I suspect that for some real nonnegative values $a_1, \dots, a_n$ the equation $$(x+1-a_1)(x+1-a_2)\cdots (x+1-a_n)=(-1)^n$$ has no roots that could be algebraically expressed using $a_1,\dots,a_n,n$.
I've found at least one set of such $a_i$'s, but they are complex; for $a^T=(1, 2, 0, 1+i, 1-i)$ we get: $(x+1-1)(x+1-2)(x+1-0)(x+1-1-i)(x+1-1+i)=(-1)^5=-1$
$x(x-1)(x+1)(x-i)(x+i)=-1$
$x(x^2-1)(x^2+1)=-1$
$x(x^4-1)=-1$
$x^5-x+1=0$
Wikipedia says this particular polynomial is an example of a quintic whose roots cannot be expressed in terms of radicals. This is what I'm looking for, however some of my $a_i$'s weren't real nonnegative numbers.
Where should I be looking for some sample $a_i$ withing the boundaries of my interest that would lead to a polynomial that is known to have no radical roots or other candidates than $x^5-x+1=0$ that would suit my needs? The Course in computational algebraic number theory by H. Cohen contains some mysterious list of polynomials in the Computing Galois Groups section but I was unable to make any sense of it.

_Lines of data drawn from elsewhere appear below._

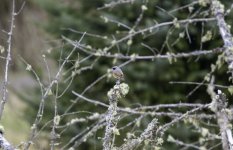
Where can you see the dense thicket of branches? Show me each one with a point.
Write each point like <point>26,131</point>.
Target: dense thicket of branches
<point>177,60</point>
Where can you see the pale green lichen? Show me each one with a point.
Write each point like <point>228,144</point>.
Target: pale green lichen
<point>217,7</point>
<point>124,88</point>
<point>203,3</point>
<point>207,37</point>
<point>176,23</point>
<point>57,120</point>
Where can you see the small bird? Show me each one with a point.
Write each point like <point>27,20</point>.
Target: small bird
<point>117,73</point>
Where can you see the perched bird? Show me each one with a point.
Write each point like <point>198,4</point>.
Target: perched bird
<point>117,73</point>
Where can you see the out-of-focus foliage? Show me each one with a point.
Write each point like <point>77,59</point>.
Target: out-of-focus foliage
<point>148,80</point>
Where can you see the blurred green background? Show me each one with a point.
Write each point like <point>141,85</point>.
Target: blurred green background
<point>38,32</point>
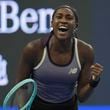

By the way, if there is any nicer way of showing this, I would also highly appreciate it. Or maybe it is possible to solve the equation for all $\mathbb{R}_+$ numbers?
Thanks a lot!
Any irreducible quintic that has exactly two nonreal zeros has Galois group $S_5$ and therefore its zeros can't be expressed in radicals. It's easy to make up examples of such polynomials of the forms $ax^5+bx^i+c$ for $i=1,2,3,4$ just using a bit of Calculus to force the two nonreal zeros, and Eisenstein or reduction modulo 2 to force the irreducibility. Whether any of the polynomials of these forms will satisfy your factorization property, I don't know, but it seems worth a try.